In a Stock Exchange News Service announcement, Astral said there was a reasonable degree of certainty that its earnings a share and headline earnings a share for the six months to March would be between 16 percent and 19 percent lower than the previous comparable period.
The drop in earnings was mainly due to increases in feed prices and other input costs that were not fully recovered in selling prices.
The decrease also included a provision for a proposed settlement, still to be reached with the Competition Commission and subsequent ratification by the Competition Tribunal, on various matters under investigation. The company said it would provide further details when it reported its interim results on May 14.
Thato Mashigo, an equity analyst at Cadiz Asset Management, said the decline in Astral’s earnings was somewhat unexpected as the market had anticipated the group to report flat earnings for its first half to March. He added that the first half of Astral’s financial year was traditionally its best as December was a “huge month” in terms of consumer demand for chicken.
The maize price in the past four years has doubled from about R1 500 a ton to about R3 000 a ton. Mashigo said a key driver for a poultry producer was the cost at which it could buy maize, versus the price at which it could sell chicken, neither of which the company had any control over.

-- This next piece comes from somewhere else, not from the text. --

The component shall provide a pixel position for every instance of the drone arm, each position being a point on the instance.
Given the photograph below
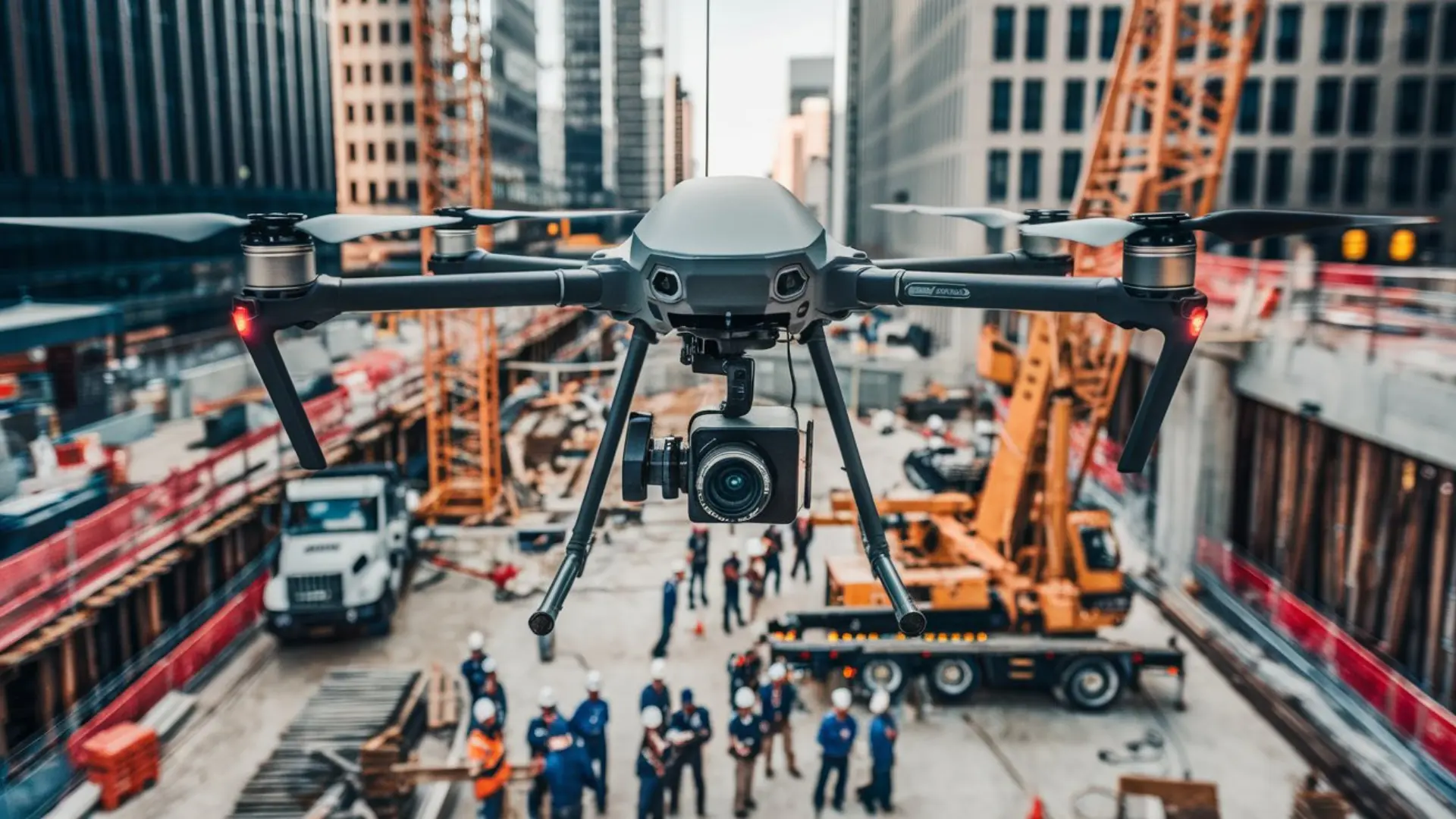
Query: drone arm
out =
(1177, 315)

In areas where it does have control, such as the efficiencies of farms, Astral did exceptionally well, Mashigo said.
Also impacting on earnings is a proposed settlement with the Competition Commission.
Mashigo said this related to allegations of price collusion in the Western Cape in about 2005, which occurred under previous management.
He said the size of any settlement was unknown, but given that it would be a percentage of the revenue of a division in one region and it was a once-off cost, it might not be hugely negative for the group in the long term.
But he said Astral had not stated how much money it was putting aside for a settlement, and it might turn out that the provision accounted for a large part of the decline in earnings.
Reuben Beelders, the chief investment officer at Gryphon Asset Management, said the weakness in Astral’s share price could be a buying opportunity. “We like the company from a dividend yield perspective. It is very cash generative and a good dividend payer.”
He said if the provision made by Astral for a settlement with the Competition Commission was excluded, its expectation was for earnings to have declined by about 5 percent.
Astral’s share price fell over 5 percent in early trade on Friday, but ended the day 1.8 percent lower at R122.40.
Beelders said the stock regained some ground as investors realised that any Competition Commission payment was a once-off event.